La cause à laquelle on vient d'attribuer ces derniers phénomenes comme effets du froid, sans qu'il porte ses impressions immédiatement, en tant que froid externe, sur les parties internes de l'animal, semble être encore plus prouvée par ce qui arrive en consequence de l'application subite d'une colonne d'air froid, ou de quelqu'autre corps bien froid, sur une partie bien chaude & bien sensible de la surface de notre corps; application qui excite une sorte de tremblement sur toute la peau, un vrai frisson momentané, c'est à - dire qui dure autant que la sensation même du froid C'est ainsi que l'aspersion de l'eau bien froide sur le visage des personnes disposées à la syncope, rappelle les sens & rétablit les mouvemens vitaux prêts à être suspendus, en produisant une sorte de secousse dans tout le genre nerveux: c'est ainsi que l'on a quelquefois arrêté des hémorrhagies, en touchant quelque partie du corps bien chaude, avec un morceau de métal bien froid, ou un morceau de glace; en occasionnant par la sensation vive qui résulte de cette application, une sorte de crispation des solides en général, qui resserre comme par accident les vaisseaux qui se trouvent ouverts.

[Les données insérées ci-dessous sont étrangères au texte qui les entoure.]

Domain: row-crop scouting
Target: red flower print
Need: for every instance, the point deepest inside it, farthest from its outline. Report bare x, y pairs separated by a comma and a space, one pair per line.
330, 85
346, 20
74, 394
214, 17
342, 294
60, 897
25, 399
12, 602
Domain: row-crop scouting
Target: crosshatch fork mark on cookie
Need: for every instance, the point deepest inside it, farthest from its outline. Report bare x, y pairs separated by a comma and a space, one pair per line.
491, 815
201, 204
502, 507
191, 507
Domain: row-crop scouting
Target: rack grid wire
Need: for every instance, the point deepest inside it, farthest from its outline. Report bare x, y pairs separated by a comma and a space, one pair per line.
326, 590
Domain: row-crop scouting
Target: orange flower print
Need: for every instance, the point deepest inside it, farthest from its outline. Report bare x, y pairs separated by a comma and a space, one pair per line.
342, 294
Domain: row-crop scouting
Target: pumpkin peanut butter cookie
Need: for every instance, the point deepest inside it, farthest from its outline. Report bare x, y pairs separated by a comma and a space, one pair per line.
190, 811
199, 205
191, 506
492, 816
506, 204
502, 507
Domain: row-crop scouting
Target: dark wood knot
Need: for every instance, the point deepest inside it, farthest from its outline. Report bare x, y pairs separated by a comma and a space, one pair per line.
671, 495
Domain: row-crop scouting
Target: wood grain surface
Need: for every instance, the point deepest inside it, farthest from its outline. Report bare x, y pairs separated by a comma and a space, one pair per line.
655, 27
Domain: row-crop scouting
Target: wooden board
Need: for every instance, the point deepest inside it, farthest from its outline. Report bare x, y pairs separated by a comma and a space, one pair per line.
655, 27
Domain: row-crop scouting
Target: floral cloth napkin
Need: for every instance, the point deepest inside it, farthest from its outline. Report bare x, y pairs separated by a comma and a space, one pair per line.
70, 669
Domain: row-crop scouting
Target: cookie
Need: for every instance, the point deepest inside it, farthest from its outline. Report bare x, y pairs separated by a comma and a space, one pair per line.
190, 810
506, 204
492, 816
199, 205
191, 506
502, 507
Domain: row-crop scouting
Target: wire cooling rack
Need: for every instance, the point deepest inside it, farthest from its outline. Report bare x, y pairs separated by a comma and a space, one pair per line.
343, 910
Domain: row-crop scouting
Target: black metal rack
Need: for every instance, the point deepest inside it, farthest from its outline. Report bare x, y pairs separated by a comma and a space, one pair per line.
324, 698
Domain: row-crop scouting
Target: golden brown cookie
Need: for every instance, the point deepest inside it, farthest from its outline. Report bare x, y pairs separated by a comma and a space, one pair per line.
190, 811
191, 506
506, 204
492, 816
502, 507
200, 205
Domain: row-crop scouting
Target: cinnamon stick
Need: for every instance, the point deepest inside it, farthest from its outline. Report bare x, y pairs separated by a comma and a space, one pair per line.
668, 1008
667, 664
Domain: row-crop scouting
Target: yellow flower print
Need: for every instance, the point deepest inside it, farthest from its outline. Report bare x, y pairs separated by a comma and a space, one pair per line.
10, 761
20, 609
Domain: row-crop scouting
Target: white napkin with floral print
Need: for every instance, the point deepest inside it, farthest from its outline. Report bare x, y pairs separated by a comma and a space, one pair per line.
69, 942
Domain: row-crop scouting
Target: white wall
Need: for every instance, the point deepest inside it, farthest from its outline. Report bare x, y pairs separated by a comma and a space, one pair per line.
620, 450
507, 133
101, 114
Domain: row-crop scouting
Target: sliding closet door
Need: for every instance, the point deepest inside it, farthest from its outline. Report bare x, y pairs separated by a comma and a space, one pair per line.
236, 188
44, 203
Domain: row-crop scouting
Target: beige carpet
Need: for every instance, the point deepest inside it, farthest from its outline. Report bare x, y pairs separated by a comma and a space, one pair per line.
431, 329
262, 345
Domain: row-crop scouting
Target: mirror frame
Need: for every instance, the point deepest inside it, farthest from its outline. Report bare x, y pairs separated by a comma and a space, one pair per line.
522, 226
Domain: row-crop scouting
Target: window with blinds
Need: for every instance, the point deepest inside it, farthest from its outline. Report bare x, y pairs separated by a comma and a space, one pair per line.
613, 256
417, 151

Ces considérations concernant les effets lu froid externe sur le corps humain (effets que l'on peut distinguer en les appellant sympathiques, parce qu'ils influent sur des parties où ils n'ont pû être portés ou produits que par communication, & non immédiatement), menent à dire quelque chose d'autres essets du froid dans les animaux, produits par des causes absolument internes, sans aucun concours du froid externe: tels sont tous les obstancles à l'action du coeur & des arteres, tant qu'ils ne peuvent pas être facilement surmontés par sa puissance motrice; tout ce qui de la part des humeurs s'oppose à leur propre cours, comme le trop de consistance, leur épaississement, leur trop grande quantité qui fait une masse trop difficile à mouvoir, leur volume trop diminué par les grandes évacuations, les hémorrhagies surtout qui diminuent trop considérablement la partie rouge du sang, le nombre de ses globules, tout ce qui empêche la distribution du fluide nerveux & en conséquence le mouvement des organes vitaux, même de ceux qui sont soûmis à la volonté, comme dans les parties paralysées qui sont toûjours froides; enfin tout ce qui peut diminuer ou suspendre l'agitation, le frottement de la partie élastique de nos humeurs entre elles, & contre les vaisseaux qui les contiennent. Voyez Fievre maligne, lipyrie, intermittente, Venin, Poison, Gangrene , &c.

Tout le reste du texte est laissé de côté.